Теперь после моего освобождения, посреди работы, или в ходе воскресной службы в церкви, или вечером во время бала в пожарной команде, или когда кто-нибудь поет, они приходят ко мне — восьмые и шестнадцатые доли моей смерти, эти мгновения издыхания телесной оболочки человека, а вместе с ними ревущие снаряды и трескучий мороз, вши, комары, клопы, приказы на марш, цели атаки, планы огня, и перочинные ножики партизан.


Я больше не хожу, я брожу


Читающий эти строки находится в выгодном положении, потому что в любой момент он может с отвращением отложить в сторону мою речь о воскрешении. Ему не обязательно интересоваться, почему один бывает полностью мертв, а другой только наполовину. Полная смерть решает все проблемы. А я, мертвый только наполовину, больше не в состоянии решить ничего. Я больше не хожу. Я брожу. Я всегда серьезен.


Я стою и смотрю на ступни моих ног, или на фронтон какого-нибудь дома, и только небу известно, что происходит внутри меня. Я больше ни в чем не участвую.

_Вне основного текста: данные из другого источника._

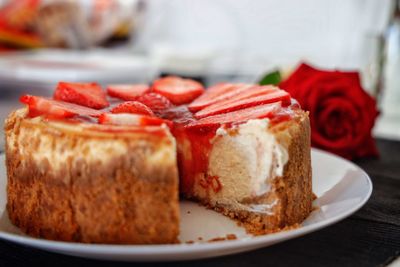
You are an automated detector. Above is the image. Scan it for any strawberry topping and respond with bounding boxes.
[20,95,101,119]
[99,113,172,126]
[111,101,154,116]
[189,83,253,112]
[107,84,150,101]
[136,93,174,116]
[152,76,204,105]
[186,102,281,127]
[54,82,110,109]
[195,90,290,119]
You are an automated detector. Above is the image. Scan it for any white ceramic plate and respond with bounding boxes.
[0,149,372,261]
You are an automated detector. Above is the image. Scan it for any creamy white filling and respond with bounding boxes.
[7,111,175,171]
[200,119,288,210]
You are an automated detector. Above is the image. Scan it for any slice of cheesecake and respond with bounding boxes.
[5,77,313,244]
[174,84,313,234]
[5,108,179,244]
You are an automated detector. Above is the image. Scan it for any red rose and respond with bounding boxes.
[279,63,378,159]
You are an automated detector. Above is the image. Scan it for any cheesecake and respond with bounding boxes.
[5,77,313,244]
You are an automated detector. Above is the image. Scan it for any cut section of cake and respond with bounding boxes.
[174,89,313,234]
[5,77,313,244]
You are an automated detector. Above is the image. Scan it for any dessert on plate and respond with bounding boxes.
[5,77,313,244]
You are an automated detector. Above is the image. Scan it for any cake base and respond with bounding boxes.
[181,111,313,235]
[5,110,179,244]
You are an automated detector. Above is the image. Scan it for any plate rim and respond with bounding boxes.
[0,148,373,261]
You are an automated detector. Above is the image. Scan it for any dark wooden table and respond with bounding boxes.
[0,140,400,267]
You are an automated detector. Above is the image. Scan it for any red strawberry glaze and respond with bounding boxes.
[173,125,218,195]
[169,102,299,196]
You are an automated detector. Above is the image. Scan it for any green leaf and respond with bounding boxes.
[258,70,282,85]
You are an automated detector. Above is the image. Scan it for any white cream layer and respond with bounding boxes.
[196,119,288,211]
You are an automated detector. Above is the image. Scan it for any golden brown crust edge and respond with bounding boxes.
[212,111,313,235]
[5,109,179,244]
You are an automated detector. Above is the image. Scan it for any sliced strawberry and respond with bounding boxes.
[186,102,281,128]
[195,90,290,119]
[20,95,101,119]
[152,76,204,105]
[111,101,154,116]
[54,82,110,109]
[136,93,174,116]
[99,113,172,126]
[107,84,150,101]
[189,83,252,112]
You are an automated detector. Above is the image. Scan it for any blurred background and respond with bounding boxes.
[0,0,400,150]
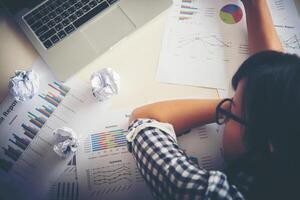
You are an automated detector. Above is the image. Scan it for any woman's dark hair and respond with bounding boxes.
[227,51,300,199]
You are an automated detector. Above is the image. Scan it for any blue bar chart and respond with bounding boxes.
[0,82,74,172]
[90,129,127,152]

Тот, кто берет меня вместе с собой на какой-нибудь певческий бал, должен подумать, как он будет со мной обращаться. Скорее всего, я уйду оттуда. Возможно, потом я остановлюсь где-то на сельской дороге и прислонюсь к дереву.


То, что я вижу, это пустынные заснеженные пространства и вспышки орудийных выстрелов. То, чего я боюсь, это перемалывающие землю гусеницы танков и раздувшиеся животы крестьянских лошадок, валяющихся в смешанной с тающим снегом грязи. То, что я рассматриваю, это бритые головы повешенных монголов и окровавленная марля у покрытой ледяной коркой ямы с водой.


Одна восьмая — осколок снаряда в пояснице


То, от чего я не могу оторвать взгляд, — это парящие в воздухе белые точки над переливающимся снегом, которые вьются вокруг миномета и осыпают меня огнем. То, что я осознаю, — это стволы русских пушек, нацеленных на точку между моих глаз.


То, что я хочу иметь, — это хлеб и смалец, и табак, и шнапс, и письмо из дома. То, что у меня есть, — это гнилая картошка, обеззараживающие таблетки, патроны и котлеты из мороженой конины. То, что я знаю, — это трупы, вороны, капуста, вши и гниды. То, что я не знаю, — это отдых, сон и тихая задумчивая улыбка…


Я уже сказал, если бы был мертв, то нам бы не пришлось об этом говорить. Но я не мертв, во всяком случае, не совсем. Я живу. Жизнь состоит для меня из обломков, также как и смерть для меня — это сумма обломков. Одна восьмая — осколок снаряда в пояснице, еще одна восьмая — отмороженные пальцы ног, еще одна восьмая — зараженная кровь, еще одна восьмая — поврежденные легкие, еще одна восьмая — зараженная селезенка, еще одна восьмая….


Думаю, мне лучше считать в двадцать четвертых долях. Смерть не исчезает. Это самое ужасное во мне.